Molmo2-SynMultiImageQA is a synthetic multi-image dataset specialized for text-rich images.

Dataset Scale:

  • 188,000 synthetic multi-image QA examples

Collection Method: The dataset was built by extending CoSyn [172]. CoSyn is a framework that synthetically generates question-answering pairs for text-rich images such as charts, tables, and documents.

Target Image Types:

  • Charts
  • Tables
  • Documents

These text-rich images are critical data directly relevant to practical tasks such as document understanding and cross-document comparison.

TipPractical Examples: Applications of Multi-Image Understanding

Document Understanding:

  • Comparing clauses across multiple pages of a contract
  • Consistency checking between different sections of a report
  • Content comparison across multiple invoices

Multi-Image Comparison:

  • Comparing product photos from different angles to understand features
  • Change detection in before-and-after photos
  • Trend analysis across multiple charts and graphs

Grounding:

  • Cross-image pointing such as “Point to the waterfall in all images”
  • Counting such as “How many images contain a red car?”
  • Detecting common objects across the entire set

Dataset Statistics

Dataset Scale Image Set Size Collection Method Purpose
Molmo2-MultiImageQA 45k sets
72k QA
2-5 images
(avg. 2.73)
Human General QA
Molmo2-MultiImagePoint 470k examples 2-5 images
(avg. 3.24)
Synthetic Pointing & Counting
Molmo2-SynMultiImageQA 188k examples - Synthetic
(CoSyn extension)
Text-rich image QA

Importance of Multi-Image Understanding

Multi-Image Understanding enables the following tasks that were impossible with single-image processing.

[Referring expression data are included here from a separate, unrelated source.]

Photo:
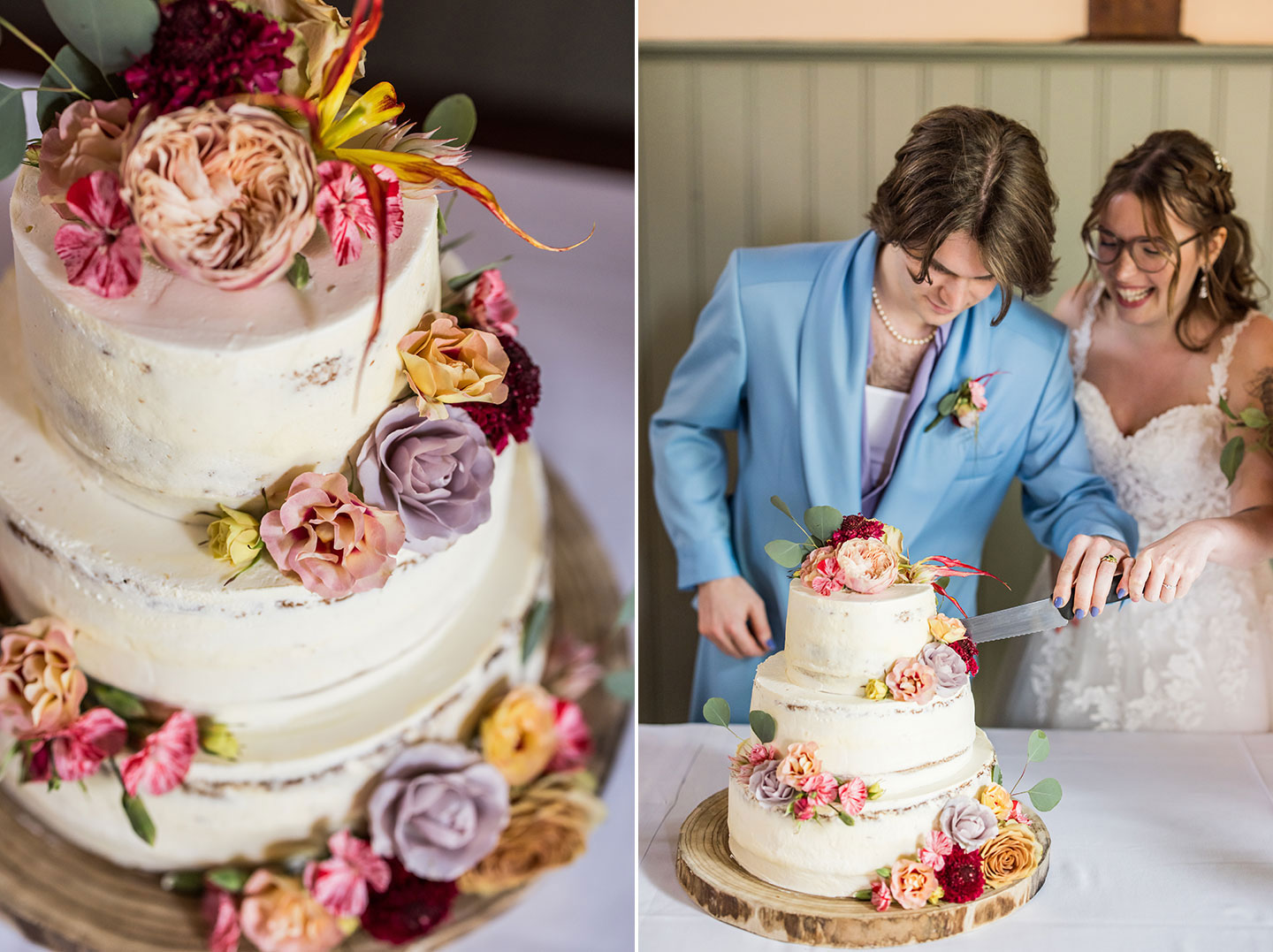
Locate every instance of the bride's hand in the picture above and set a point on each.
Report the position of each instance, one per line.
(1166, 569)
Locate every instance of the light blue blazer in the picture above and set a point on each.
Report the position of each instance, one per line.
(780, 355)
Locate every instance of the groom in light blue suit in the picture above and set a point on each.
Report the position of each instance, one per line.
(830, 361)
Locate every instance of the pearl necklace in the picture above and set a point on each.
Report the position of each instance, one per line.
(888, 324)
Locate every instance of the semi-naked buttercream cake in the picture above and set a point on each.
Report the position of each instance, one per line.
(271, 529)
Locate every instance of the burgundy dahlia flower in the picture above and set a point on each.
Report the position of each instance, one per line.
(207, 49)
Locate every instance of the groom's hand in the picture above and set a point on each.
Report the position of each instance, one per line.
(1087, 573)
(732, 618)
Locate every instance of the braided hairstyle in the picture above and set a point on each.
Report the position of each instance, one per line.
(1178, 172)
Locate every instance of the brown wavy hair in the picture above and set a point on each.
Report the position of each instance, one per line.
(1178, 172)
(972, 171)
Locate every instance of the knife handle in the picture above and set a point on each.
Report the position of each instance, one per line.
(1067, 611)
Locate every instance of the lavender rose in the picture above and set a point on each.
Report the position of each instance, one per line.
(766, 786)
(951, 670)
(971, 824)
(436, 474)
(439, 809)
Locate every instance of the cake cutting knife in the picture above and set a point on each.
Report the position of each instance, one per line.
(1027, 619)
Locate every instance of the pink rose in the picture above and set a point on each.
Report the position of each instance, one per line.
(911, 883)
(575, 738)
(911, 680)
(491, 307)
(278, 915)
(41, 686)
(880, 895)
(853, 796)
(340, 883)
(870, 566)
(335, 543)
(800, 763)
(164, 758)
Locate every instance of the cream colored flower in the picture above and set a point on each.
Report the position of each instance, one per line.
(234, 538)
(450, 364)
(520, 735)
(1012, 854)
(225, 196)
(549, 827)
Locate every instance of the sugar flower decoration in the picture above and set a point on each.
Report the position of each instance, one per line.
(436, 474)
(345, 210)
(438, 809)
(41, 685)
(102, 252)
(164, 758)
(335, 543)
(223, 195)
(448, 364)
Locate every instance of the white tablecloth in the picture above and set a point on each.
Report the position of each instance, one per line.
(577, 322)
(1162, 842)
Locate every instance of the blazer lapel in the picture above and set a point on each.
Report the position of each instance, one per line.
(832, 373)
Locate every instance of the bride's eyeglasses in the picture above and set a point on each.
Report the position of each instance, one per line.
(1148, 254)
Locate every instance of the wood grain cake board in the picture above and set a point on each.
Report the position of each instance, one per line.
(69, 900)
(727, 891)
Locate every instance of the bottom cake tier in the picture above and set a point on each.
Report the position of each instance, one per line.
(825, 857)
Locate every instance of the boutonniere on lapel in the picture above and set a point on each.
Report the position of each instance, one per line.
(965, 405)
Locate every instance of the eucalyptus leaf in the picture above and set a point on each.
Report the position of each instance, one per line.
(139, 818)
(717, 712)
(80, 72)
(534, 628)
(1231, 457)
(112, 34)
(786, 552)
(1038, 747)
(1254, 417)
(763, 726)
(13, 130)
(621, 685)
(821, 521)
(454, 118)
(1044, 795)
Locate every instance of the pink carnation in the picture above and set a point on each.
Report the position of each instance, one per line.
(345, 210)
(80, 751)
(870, 566)
(911, 680)
(491, 306)
(164, 758)
(104, 252)
(880, 895)
(332, 540)
(575, 738)
(340, 883)
(853, 796)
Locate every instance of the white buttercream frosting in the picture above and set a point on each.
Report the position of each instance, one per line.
(184, 396)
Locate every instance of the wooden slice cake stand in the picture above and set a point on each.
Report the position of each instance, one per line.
(727, 891)
(69, 900)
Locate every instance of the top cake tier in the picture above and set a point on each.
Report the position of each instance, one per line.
(836, 643)
(182, 396)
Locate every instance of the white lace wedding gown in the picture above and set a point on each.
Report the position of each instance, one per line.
(1201, 663)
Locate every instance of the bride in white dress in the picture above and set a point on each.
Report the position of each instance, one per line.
(1166, 330)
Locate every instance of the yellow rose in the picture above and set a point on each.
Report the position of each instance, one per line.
(451, 364)
(995, 798)
(234, 538)
(547, 827)
(520, 735)
(946, 629)
(1012, 854)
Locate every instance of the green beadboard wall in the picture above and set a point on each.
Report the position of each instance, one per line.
(748, 145)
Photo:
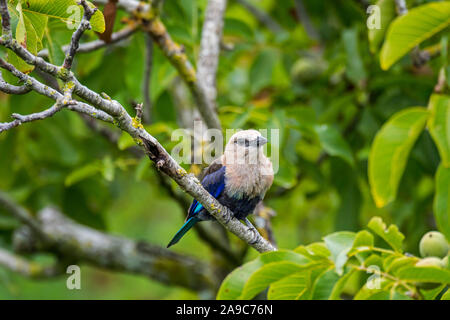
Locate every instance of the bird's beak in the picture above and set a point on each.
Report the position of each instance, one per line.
(262, 141)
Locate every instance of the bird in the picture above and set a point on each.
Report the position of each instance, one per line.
(239, 180)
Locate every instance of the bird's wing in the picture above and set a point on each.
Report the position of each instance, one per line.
(213, 181)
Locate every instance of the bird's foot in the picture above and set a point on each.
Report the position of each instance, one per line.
(255, 232)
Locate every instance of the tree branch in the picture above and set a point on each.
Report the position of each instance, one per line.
(83, 244)
(76, 37)
(10, 89)
(208, 58)
(418, 56)
(155, 151)
(148, 66)
(97, 44)
(261, 16)
(28, 269)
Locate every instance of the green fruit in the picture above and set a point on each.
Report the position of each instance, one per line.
(429, 262)
(308, 69)
(433, 244)
(445, 263)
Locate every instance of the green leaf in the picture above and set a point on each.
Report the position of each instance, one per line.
(441, 200)
(29, 30)
(409, 30)
(292, 287)
(261, 70)
(387, 14)
(334, 144)
(355, 68)
(324, 285)
(271, 273)
(390, 151)
(233, 285)
(339, 244)
(108, 169)
(446, 295)
(363, 239)
(340, 285)
(67, 11)
(391, 235)
(439, 125)
(425, 274)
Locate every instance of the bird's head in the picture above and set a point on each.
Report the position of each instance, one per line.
(245, 145)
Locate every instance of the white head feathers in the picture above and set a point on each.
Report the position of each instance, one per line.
(248, 171)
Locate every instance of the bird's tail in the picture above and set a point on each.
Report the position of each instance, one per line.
(185, 228)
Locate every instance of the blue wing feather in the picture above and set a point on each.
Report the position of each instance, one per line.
(214, 183)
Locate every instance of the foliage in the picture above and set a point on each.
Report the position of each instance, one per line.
(362, 135)
(344, 264)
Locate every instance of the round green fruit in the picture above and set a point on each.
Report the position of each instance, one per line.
(445, 263)
(433, 244)
(308, 69)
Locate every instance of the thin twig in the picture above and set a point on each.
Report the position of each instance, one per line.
(146, 83)
(208, 58)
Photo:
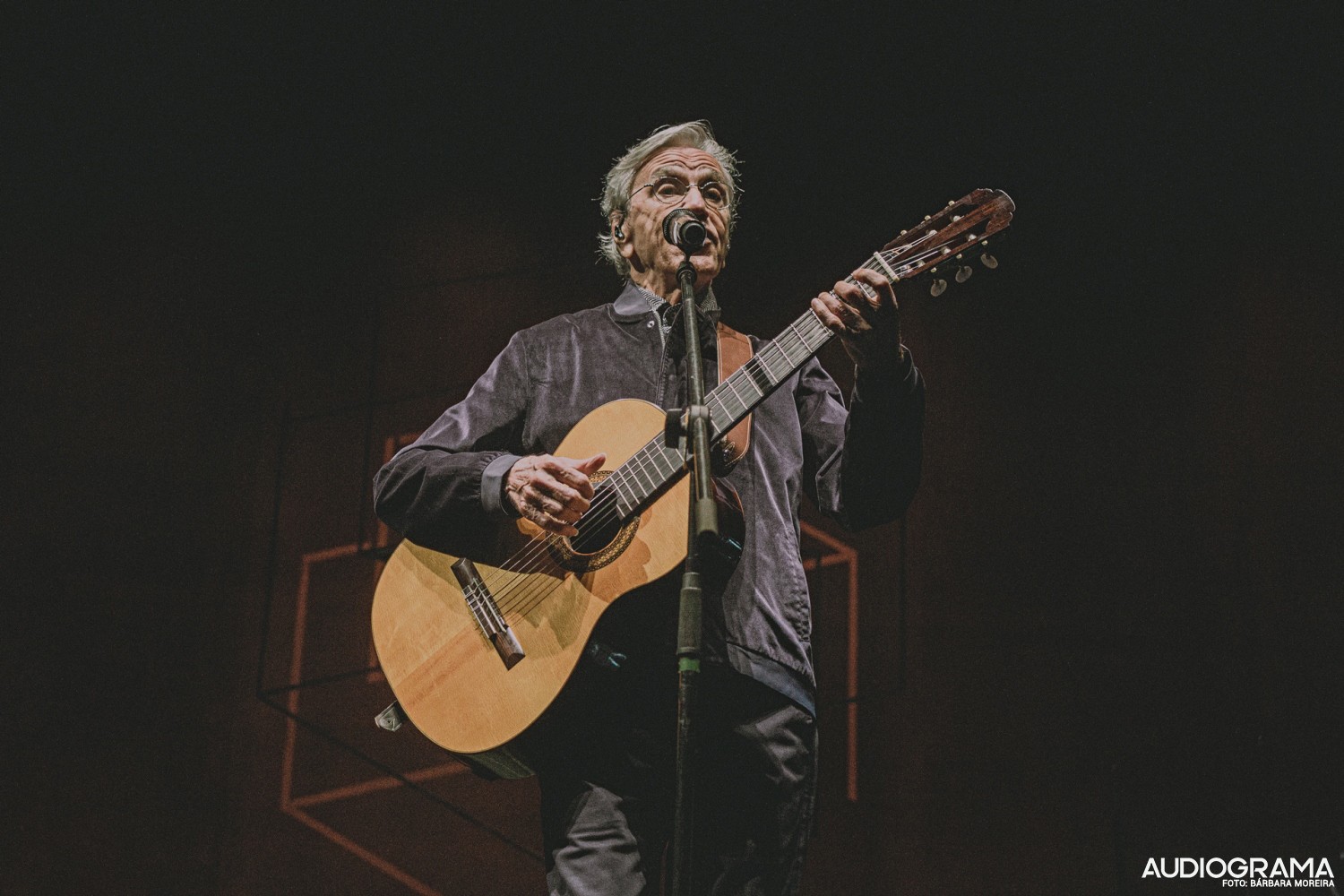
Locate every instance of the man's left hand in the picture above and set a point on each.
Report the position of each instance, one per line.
(866, 316)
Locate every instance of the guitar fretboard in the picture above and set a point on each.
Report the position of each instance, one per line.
(655, 465)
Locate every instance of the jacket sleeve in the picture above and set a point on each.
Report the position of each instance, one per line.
(862, 466)
(445, 489)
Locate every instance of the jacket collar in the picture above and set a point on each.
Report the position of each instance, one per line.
(633, 304)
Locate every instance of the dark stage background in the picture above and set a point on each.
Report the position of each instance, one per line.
(245, 245)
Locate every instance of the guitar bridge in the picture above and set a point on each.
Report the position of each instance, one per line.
(487, 613)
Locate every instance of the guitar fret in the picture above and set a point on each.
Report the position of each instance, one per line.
(886, 268)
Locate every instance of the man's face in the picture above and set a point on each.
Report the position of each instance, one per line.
(653, 261)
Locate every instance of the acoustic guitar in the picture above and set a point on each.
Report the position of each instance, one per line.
(478, 648)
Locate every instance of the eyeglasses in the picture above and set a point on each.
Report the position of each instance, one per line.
(672, 191)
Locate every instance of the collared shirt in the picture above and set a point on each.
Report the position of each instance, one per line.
(860, 466)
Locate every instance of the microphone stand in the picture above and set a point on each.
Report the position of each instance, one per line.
(703, 521)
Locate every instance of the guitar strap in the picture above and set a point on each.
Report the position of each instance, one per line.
(734, 351)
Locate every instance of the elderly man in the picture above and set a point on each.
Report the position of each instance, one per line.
(605, 751)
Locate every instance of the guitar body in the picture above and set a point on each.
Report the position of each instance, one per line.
(478, 649)
(448, 676)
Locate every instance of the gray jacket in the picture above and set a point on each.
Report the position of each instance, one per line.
(860, 466)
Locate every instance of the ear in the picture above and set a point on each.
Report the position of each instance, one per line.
(623, 241)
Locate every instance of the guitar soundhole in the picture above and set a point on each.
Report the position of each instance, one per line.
(594, 536)
(602, 538)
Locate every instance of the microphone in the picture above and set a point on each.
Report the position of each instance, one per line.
(685, 230)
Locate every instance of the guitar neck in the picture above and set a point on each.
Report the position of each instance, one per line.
(656, 465)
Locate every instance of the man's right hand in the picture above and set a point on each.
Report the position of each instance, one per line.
(553, 492)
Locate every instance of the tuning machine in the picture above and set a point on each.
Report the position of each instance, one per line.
(986, 258)
(938, 287)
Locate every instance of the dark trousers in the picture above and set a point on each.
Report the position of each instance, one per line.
(609, 772)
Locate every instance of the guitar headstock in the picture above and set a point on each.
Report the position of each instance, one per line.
(946, 237)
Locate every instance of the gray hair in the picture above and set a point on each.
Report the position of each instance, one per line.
(620, 180)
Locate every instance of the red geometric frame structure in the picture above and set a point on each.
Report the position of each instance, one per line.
(830, 552)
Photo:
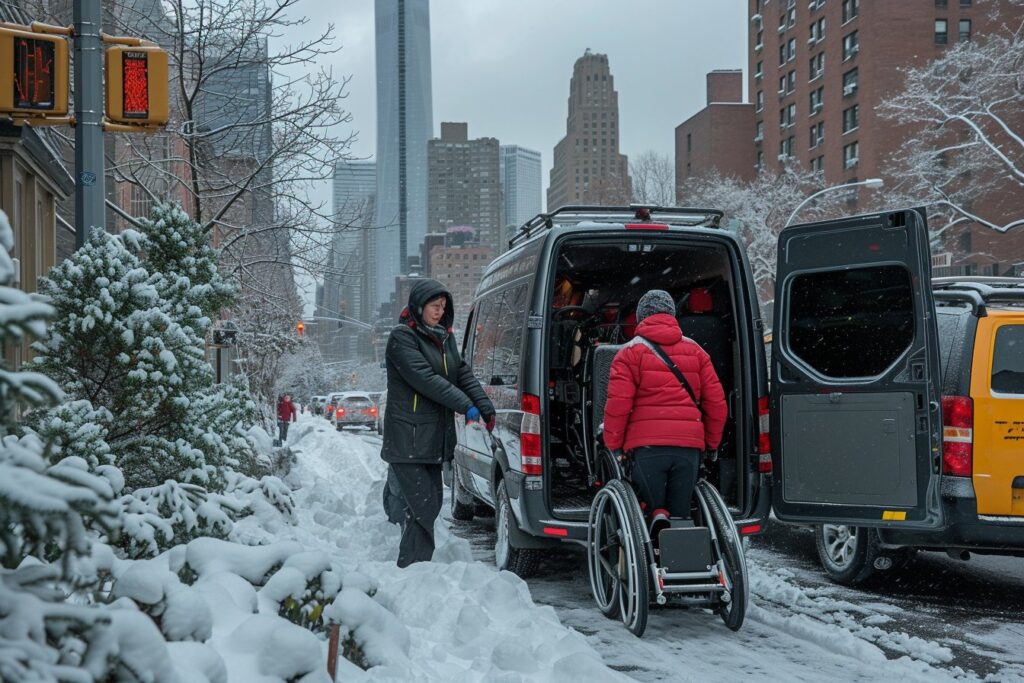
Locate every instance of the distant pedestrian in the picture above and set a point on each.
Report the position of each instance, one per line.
(427, 384)
(286, 415)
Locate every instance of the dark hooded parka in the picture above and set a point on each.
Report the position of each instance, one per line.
(427, 384)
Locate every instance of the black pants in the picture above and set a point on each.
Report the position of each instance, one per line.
(665, 476)
(421, 487)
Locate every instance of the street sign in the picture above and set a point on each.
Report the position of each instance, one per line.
(34, 70)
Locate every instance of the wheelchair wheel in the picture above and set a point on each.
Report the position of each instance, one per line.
(615, 558)
(731, 547)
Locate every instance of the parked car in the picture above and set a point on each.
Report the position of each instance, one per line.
(981, 350)
(355, 409)
(854, 347)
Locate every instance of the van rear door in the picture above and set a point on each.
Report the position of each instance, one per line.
(855, 399)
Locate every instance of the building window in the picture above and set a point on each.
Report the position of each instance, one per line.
(965, 30)
(785, 147)
(850, 119)
(850, 9)
(851, 155)
(817, 100)
(817, 134)
(851, 45)
(817, 66)
(850, 83)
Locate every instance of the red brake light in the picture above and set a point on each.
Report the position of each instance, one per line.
(764, 436)
(529, 436)
(957, 436)
(646, 226)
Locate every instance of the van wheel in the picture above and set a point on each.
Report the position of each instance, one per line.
(847, 553)
(517, 560)
(462, 500)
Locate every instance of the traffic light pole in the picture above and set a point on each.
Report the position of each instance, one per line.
(90, 197)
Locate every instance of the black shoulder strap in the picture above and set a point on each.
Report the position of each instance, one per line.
(675, 370)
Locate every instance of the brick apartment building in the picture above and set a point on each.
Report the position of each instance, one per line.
(463, 183)
(819, 69)
(588, 168)
(712, 137)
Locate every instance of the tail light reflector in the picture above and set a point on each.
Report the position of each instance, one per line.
(529, 436)
(764, 436)
(957, 436)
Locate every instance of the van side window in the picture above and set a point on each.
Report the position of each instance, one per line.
(852, 323)
(1008, 359)
(509, 345)
(484, 337)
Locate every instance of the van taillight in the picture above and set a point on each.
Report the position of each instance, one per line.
(529, 436)
(957, 436)
(764, 436)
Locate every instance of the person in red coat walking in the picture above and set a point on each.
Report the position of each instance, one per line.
(652, 417)
(286, 415)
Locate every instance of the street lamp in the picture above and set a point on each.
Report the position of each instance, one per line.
(873, 183)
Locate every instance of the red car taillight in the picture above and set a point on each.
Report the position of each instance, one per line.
(957, 436)
(529, 436)
(764, 436)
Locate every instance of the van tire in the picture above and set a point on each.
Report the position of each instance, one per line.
(520, 561)
(862, 546)
(462, 500)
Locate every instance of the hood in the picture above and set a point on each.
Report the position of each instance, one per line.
(662, 329)
(422, 292)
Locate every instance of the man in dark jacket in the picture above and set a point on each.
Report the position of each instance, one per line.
(427, 384)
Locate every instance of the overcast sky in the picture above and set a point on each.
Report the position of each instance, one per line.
(504, 66)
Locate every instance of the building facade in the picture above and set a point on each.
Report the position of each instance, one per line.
(588, 168)
(459, 264)
(404, 123)
(709, 141)
(520, 177)
(463, 184)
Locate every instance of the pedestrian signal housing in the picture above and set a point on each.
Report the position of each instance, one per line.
(136, 85)
(34, 72)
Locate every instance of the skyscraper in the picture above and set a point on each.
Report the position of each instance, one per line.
(463, 186)
(520, 175)
(404, 123)
(588, 167)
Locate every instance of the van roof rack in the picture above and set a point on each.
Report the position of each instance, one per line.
(634, 212)
(979, 291)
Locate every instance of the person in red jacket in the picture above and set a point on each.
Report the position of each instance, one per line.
(650, 415)
(286, 415)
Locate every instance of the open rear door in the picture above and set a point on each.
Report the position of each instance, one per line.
(855, 404)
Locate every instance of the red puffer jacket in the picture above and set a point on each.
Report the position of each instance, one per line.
(646, 403)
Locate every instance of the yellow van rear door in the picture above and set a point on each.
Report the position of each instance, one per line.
(997, 390)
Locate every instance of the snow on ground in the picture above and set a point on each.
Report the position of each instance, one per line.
(454, 621)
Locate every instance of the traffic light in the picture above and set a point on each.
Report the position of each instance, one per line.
(136, 85)
(34, 71)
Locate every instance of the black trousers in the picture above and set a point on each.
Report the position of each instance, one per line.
(664, 477)
(421, 487)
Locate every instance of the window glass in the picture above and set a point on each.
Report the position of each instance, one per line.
(510, 321)
(1008, 360)
(851, 323)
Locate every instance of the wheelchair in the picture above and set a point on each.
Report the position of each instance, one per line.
(695, 563)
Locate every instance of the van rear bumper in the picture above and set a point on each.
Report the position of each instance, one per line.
(965, 528)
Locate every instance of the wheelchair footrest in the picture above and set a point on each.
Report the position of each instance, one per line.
(685, 550)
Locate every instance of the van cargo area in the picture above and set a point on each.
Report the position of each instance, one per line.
(596, 286)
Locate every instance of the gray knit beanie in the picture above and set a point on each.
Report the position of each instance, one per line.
(655, 301)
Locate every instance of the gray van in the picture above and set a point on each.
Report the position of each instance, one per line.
(860, 437)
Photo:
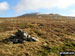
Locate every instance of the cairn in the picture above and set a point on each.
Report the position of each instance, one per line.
(21, 36)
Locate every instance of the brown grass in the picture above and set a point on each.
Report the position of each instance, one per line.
(54, 34)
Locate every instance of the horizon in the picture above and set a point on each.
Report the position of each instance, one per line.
(19, 7)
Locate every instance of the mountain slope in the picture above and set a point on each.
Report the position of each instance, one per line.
(54, 34)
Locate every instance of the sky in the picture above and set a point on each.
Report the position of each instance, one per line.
(13, 8)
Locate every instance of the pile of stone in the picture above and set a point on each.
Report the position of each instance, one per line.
(20, 37)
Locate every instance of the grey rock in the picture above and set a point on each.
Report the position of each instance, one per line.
(34, 39)
(21, 37)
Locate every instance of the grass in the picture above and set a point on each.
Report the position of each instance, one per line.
(54, 34)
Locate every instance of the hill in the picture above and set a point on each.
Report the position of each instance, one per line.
(55, 32)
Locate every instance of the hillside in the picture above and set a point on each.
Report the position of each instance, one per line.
(55, 32)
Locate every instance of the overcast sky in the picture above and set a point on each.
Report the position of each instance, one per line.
(12, 8)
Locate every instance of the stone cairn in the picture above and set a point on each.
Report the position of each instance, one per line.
(20, 37)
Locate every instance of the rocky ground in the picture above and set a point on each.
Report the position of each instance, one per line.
(54, 35)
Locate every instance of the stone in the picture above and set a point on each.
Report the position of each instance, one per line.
(21, 37)
(34, 39)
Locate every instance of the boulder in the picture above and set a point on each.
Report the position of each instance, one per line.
(34, 39)
(20, 37)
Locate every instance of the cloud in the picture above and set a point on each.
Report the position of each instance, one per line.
(47, 4)
(4, 6)
(72, 13)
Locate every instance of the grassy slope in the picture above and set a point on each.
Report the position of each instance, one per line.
(54, 34)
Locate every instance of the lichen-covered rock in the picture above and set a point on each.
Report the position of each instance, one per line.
(20, 37)
(34, 39)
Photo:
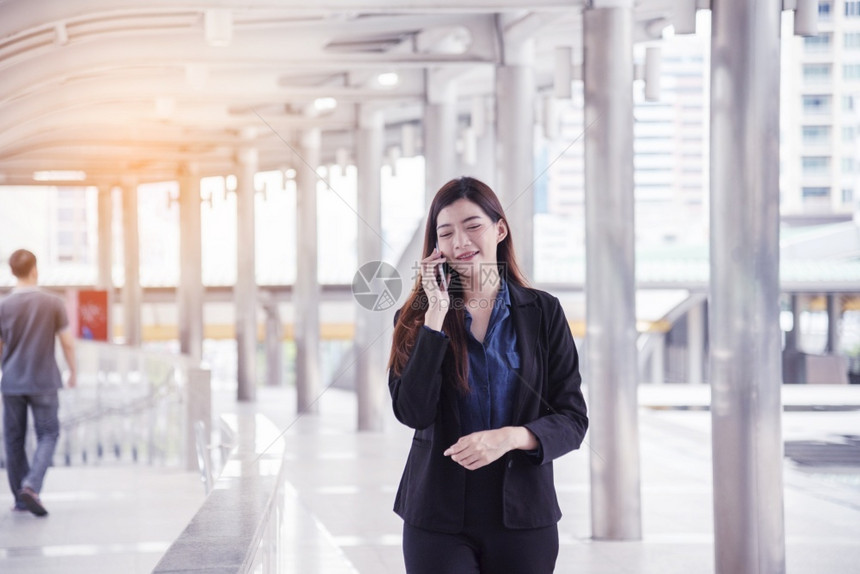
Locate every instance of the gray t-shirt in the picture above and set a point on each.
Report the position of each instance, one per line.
(30, 319)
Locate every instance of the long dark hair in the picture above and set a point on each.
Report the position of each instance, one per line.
(455, 366)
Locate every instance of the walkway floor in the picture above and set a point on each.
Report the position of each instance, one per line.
(121, 519)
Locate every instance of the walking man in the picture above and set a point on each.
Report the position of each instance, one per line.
(30, 320)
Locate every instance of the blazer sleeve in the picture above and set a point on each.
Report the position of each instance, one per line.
(415, 393)
(562, 428)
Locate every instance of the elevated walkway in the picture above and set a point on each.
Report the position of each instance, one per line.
(341, 487)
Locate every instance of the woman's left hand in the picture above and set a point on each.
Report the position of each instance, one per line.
(481, 448)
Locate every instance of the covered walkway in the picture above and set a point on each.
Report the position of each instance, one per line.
(339, 518)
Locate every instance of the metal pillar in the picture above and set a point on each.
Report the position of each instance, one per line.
(132, 294)
(610, 288)
(274, 343)
(307, 293)
(440, 135)
(105, 250)
(744, 288)
(658, 360)
(245, 292)
(695, 344)
(834, 314)
(190, 292)
(369, 335)
(515, 120)
(485, 130)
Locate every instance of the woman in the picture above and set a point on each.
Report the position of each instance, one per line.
(486, 372)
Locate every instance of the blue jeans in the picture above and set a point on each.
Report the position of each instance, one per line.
(47, 425)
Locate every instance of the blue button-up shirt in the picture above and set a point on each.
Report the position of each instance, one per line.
(493, 368)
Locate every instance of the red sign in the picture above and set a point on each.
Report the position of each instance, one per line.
(93, 315)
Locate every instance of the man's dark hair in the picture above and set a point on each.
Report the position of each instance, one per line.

Information Integration: It integrates information from multiple sources (images) to provide comprehensive understanding.

Comparison and Contrast: It can clearly identify commonalities and differences between images.

Document Processing: It enables understanding across multi-page documents or multiple related documents.

Real-World Application: In real-world applications, scenarios involving multiple images arise frequently (e.g., product images on e-commerce sites, time-series comparison of medical images, multiple surveillance camera angles, etc.).

Molmo2 achieves state-of-the-art Multi-Image Understanding among open-source models by leveraging these three datasets.